Central Bank Governor calls for 'urgent' progress on harmonisation of Europe's CMU
THE Governor of the Central Bank, Philip Lane, has called for “urgent” progress on the harmonisation of Europe’s Capital Markets Union as reliance on London as a location for euro-denominated capital markets activity weakens in the wake of Brexit.
Speaking at the Euro50 Group and Center for International Governance (CIGI) Breakfast meeting in Washington DC earlier today, Governor Lane said that further volatility in financial markets is expected as the UK and Europe seek to forge a new relationship in the wake of last June’s referendum.
Mr Lane, who said that the increase in capital ratios for European banks in recent years had helped ensure an “orderly market response” to Brexit, also said the substantial decline in Sterling since the poll provides “an important stabilizing mechanism” by which the adverse implications of Brexit for the UK’s terms of trade are mapped into international relative price adjustment.
“It is important to put the recent movement in the Sterling-euro exchange rate into context,” Mr Lane told delegates that included Paul Tucker, former Deputy Governor of the Bank of England and Domenico Siniscalco, the former Minister of Economy and Finance in Italy.
“It partly just unwinds the sustained appreciation of Sterling that took place that took place between early 2013 and early 2015”.
The Central Bank of Ireland has recently adjusted its 2017 growth forecast from 4.2 percent to 3.6pc owing to the close economic ties between the UK and Ireland.
Dublin, along with cities such as Frankfurt and Paris, have been mooted as a potential beneficiaries of Brexit should financial services firm seek to relocate here to secure passporting rights allowing them to operate across the European Union.
Passporting rights are tied to the single market and would automatically cease to apply if Great Britain is no longer at least part of the European Economic Area.
However Governor Lane cautioned British financial firms planning to moving from the UK to European countries, that any moves should not be driven by regulation alone owing to the common EU system of financial regulation and supervision.
“The locational strategies of financial firms should not be driven by regulatory considerations but should rather reflect the typical determinants in the economic geography literature: availability of skilled labour and suitable office accommodation; quality of public infrastructure; relative cost levels (both wage and non-wage components); national education, legal and tax systems; language and cultural factors; and relative attractiveness in relation to “quality of life” indicators,” he said.

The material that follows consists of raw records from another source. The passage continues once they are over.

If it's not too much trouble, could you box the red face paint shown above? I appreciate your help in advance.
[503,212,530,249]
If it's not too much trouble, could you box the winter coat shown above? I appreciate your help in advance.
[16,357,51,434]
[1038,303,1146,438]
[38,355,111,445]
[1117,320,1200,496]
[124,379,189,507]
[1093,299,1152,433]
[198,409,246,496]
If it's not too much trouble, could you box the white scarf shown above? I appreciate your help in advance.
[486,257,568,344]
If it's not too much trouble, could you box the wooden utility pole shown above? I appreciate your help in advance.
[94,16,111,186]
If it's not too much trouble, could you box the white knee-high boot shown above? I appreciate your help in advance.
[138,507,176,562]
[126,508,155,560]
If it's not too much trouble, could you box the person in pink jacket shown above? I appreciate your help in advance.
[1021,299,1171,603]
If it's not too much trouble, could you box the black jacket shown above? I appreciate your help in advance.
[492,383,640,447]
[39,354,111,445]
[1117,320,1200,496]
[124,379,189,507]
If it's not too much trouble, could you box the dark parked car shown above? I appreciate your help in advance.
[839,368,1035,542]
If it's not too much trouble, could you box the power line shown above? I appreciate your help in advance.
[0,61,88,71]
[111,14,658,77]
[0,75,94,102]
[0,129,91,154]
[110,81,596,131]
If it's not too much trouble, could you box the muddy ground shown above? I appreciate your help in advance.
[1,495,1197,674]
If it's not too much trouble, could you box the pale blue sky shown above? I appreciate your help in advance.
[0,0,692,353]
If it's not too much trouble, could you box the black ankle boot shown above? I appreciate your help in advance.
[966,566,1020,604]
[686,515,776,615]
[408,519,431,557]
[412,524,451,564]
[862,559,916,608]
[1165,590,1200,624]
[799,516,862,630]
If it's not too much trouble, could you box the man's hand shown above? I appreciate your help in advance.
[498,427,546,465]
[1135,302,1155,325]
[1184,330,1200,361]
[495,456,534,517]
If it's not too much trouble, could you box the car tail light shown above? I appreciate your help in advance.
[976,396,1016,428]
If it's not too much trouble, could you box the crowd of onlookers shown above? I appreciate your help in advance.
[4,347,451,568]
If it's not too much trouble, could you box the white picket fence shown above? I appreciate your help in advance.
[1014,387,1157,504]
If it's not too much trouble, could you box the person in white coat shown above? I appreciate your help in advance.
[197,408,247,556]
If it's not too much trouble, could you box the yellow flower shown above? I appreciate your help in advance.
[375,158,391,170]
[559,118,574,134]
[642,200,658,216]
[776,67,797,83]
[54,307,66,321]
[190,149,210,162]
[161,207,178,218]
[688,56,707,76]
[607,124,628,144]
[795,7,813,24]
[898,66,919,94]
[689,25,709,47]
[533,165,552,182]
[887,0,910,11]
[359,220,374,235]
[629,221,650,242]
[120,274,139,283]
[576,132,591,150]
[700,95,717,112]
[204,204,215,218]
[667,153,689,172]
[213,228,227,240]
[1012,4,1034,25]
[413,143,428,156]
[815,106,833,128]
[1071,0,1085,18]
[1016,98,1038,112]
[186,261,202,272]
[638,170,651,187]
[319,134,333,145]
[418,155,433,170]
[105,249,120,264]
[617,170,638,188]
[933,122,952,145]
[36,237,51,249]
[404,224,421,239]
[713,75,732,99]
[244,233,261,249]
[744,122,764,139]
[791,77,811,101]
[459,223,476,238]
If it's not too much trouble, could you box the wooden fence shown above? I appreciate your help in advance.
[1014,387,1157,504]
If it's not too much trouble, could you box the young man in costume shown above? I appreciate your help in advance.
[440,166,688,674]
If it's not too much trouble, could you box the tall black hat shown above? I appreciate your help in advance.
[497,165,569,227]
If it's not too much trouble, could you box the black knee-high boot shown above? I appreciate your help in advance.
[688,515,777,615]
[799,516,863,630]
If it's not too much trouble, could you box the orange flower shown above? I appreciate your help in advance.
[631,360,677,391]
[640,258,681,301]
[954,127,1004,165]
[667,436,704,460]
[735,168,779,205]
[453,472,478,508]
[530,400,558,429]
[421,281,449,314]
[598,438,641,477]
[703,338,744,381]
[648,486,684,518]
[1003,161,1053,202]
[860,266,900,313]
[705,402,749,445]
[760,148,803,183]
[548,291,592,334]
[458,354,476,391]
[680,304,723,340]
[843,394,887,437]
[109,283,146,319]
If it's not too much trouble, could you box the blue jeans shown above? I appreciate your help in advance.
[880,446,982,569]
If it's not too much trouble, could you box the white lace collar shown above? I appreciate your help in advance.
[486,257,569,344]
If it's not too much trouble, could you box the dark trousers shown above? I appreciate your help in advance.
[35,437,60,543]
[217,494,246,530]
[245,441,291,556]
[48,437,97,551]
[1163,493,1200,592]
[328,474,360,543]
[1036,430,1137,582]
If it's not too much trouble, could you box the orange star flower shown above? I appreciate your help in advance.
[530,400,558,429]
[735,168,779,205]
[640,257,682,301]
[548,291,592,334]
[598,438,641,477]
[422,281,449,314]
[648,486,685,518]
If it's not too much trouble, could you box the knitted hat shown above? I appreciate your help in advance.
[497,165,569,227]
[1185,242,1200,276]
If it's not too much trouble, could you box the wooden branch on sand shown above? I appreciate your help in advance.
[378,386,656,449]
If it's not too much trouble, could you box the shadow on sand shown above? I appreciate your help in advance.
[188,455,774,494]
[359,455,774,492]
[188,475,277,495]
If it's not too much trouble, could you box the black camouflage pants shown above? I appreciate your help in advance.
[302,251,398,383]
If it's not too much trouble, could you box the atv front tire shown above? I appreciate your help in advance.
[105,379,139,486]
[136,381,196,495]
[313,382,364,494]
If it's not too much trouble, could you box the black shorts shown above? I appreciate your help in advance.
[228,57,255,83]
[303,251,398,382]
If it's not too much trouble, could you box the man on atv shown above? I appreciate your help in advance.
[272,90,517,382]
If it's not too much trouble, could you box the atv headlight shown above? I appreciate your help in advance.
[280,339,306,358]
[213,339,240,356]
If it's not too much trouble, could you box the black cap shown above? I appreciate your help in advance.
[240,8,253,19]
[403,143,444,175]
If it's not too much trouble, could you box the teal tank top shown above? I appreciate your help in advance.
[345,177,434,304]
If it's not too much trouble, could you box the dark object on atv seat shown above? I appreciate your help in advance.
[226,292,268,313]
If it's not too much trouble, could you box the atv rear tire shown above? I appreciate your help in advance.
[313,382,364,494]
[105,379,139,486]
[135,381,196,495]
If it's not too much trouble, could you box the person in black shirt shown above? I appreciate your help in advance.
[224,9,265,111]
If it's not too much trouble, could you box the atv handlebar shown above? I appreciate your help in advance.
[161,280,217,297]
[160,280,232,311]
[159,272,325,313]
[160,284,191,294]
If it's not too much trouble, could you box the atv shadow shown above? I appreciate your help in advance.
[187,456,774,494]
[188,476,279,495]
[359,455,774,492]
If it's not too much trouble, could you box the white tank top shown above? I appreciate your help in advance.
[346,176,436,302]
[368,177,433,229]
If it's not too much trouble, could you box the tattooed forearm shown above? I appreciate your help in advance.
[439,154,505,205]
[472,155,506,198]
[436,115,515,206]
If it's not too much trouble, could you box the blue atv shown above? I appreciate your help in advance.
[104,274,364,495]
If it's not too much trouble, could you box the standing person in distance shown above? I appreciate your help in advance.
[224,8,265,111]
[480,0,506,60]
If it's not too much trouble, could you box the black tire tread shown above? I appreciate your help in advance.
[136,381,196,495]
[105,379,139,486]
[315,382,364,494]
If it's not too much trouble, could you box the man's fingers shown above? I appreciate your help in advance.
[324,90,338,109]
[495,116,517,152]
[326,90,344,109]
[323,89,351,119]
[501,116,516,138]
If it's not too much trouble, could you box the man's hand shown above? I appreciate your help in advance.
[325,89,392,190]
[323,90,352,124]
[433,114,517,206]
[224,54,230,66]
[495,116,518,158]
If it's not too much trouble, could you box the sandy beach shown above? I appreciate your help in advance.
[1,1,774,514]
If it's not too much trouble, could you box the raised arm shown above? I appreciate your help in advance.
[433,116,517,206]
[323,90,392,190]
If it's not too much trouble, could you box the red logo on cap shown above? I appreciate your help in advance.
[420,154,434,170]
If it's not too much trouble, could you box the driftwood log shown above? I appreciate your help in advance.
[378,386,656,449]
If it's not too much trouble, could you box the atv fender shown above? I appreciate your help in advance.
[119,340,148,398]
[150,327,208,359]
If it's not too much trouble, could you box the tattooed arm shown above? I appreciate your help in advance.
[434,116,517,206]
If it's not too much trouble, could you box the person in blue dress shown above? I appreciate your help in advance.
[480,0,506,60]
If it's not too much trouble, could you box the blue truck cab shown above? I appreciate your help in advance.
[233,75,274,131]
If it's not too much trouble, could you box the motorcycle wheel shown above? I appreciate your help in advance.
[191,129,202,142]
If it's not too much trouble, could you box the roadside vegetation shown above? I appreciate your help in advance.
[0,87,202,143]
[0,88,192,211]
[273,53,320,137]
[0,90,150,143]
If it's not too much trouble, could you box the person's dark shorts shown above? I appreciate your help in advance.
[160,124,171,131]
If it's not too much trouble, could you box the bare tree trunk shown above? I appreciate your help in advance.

“Brexit is a disruptive event that has adverse implications for both the UK and EU economies. At this point, the focus of policymakers has to be on negotiating a new UK-EU settlement that can allow both the UK and EU to prosper over the long run. For central bankers, the transition towards the new arrangements has the potential to be a source of volatility and will require continuous monitoring and risk assessment”.